Video Details

Ways in which we can control robots and search engines

  • robots.txt (eg: http://www.google.com/robots.txt)
    • lives at yoursite.com/robots.txt
    • tells crawlers what they should and shouldn’t access
    • isn’t always respected by search engines
    • can save crawl bandwidth
    • doesn’t work well when trying to stop a page from being indexed
    • dont use this method to canonicalize non-www vs www
  • meta robots (eg: <META NAME=”ROBOTS” CONTENT=”NOINDEX, NOFOLLOW”>)
    • lives in the header at the top of a page meaning you can only control a single page at a time
    • tells search engines whether or not the page should be indexed or the links should be followed
    • requires crawl budget
  • nofollow tag (eg: <a href=”signin.php” rel=”nofollow”>)
    • applied to specific links
    • advises whether a page is editorially vouched for or not and whether or not you would like to pass on PageRank and link equity metrics to that page
  • Google Search Console (previously known as Webmaster Tools)
    • able to be used to restrict access to pages/files but settings are applied at a search engine level within their respective webmaster consoles
  • URL status codes
    • 410 permanently removes (may take a long time for a page to return to the index if you want that URL back in the index)
    • 301 permanently redirects
    • 302 temporarily redirects

Scenarios & Specific Use Cases

1) Robots.txt and meta robots tags working together

Question: What if we take a page like blogtest.html and set a user agent to say all robots can’t crawl /blogtest.html

ie.

User-agent: *
Disallow: /blogtest.html

AND

set a meta robots tag to <META NAME=”ROBOTS” CONTENT=”NOINDEX, FOLLOW”>

and a page appears in search results?

Answer:

  • The search engine can’t see the noindex because they were only able to read the disallow from the robots.txt.
  • To truly remove a page, you have to say meta noindex and let them crawl it (remove the disallow from robots.txt

2) Still have low quality content that you are improving?

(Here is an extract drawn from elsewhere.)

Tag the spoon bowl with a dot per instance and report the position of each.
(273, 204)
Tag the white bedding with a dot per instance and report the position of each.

  • Large quantity of pages => use robots.txt
  • Small quantity of pages
    • use meta robots noindex
    • remove on each page that has been improved
    • submit in Google Search Console using an XML sitemap to let google know it’s ready for re-crawling

3) Large amount of duplicate URLs or thin content?

  • Use rel=canonical
  • Allow indexing
  • Allow it to be crawled
  • Could also put meta noindex, follow on those pages, but not completely necessary and may interfere with rel=canonical

4) To pass link equity/crawling without them appearing in search results:

  • On individual pages use meta robots to noindex, follow
  • Don’t disallow those pages in robots.txt

5) What should I do with search results type pages that are indexed?

  • Turn most common and popular individual sets of search results into a category style landing page and add additional content to that page to add unique value
  • If the pages are not useful for visitors, disallow with robots.txt but be careful – check your traffic to those pages first.